Huiskamerbijeenkomsten
Voordat Apollo in 1968 opgericht werd, waren er voor homoseksuele jongeren onder de 21 jaar geen mogelijkheden om sociëteiten en bardancings te bezoeken. Dat kwam vanwege het bestaan van artikel 248 bis in het wetboek van strafrecht, dat relaties tussen meerderjarigen en minderjarigen van hetzelfde geslacht verbood (zie ook kader). Homofiele minderjarigen stonden daardoor echter in de kou. Plaatselijke afdelingen van het COC, waaronder die in Rotterdam, wilden wel jongeren tot de sociëteit toelaten, maar het hoofdbestuur stond daar vanwege genoemd wetsartikel huiverig tegenover.

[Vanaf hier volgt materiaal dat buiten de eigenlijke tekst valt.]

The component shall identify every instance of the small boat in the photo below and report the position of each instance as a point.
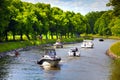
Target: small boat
(74, 52)
(58, 45)
(87, 44)
(49, 59)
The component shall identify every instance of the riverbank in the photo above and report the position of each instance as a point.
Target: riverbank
(114, 50)
(7, 47)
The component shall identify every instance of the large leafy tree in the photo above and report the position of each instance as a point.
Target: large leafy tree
(115, 26)
(4, 17)
(92, 18)
(116, 6)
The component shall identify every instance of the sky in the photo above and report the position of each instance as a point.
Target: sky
(77, 6)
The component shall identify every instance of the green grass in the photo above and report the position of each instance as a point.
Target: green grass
(7, 46)
(115, 48)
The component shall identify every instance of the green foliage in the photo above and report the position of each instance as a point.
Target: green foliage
(115, 48)
(13, 45)
(115, 26)
(101, 25)
(92, 18)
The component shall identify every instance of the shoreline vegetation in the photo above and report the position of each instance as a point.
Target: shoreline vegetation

De geschiedenis van societeit Apollo begint in Amsterdam waar in september 1967 een soortgelijke soos van start ging onder de naam "Zoos". Aan de oprichting van Zoos was overleg voorafgegaan tussen de stichting Dialoog en de stichting Ruimte. De stichting Dialoog beschikte over veel namen van homojongeren die graag in contact wilden komen met leeftijdsgenoten. De stichting ruimte beheerde een aantal jongerencentra. De stichtingen kwamen overeen dat er een sociëteit voor homojongeren moest komen in een jongerencentra. Dit mocht geen geïsoleerde activiteit worden omdat dit de integratie van homoseksualiteit in de maatschappij zou verhinderen.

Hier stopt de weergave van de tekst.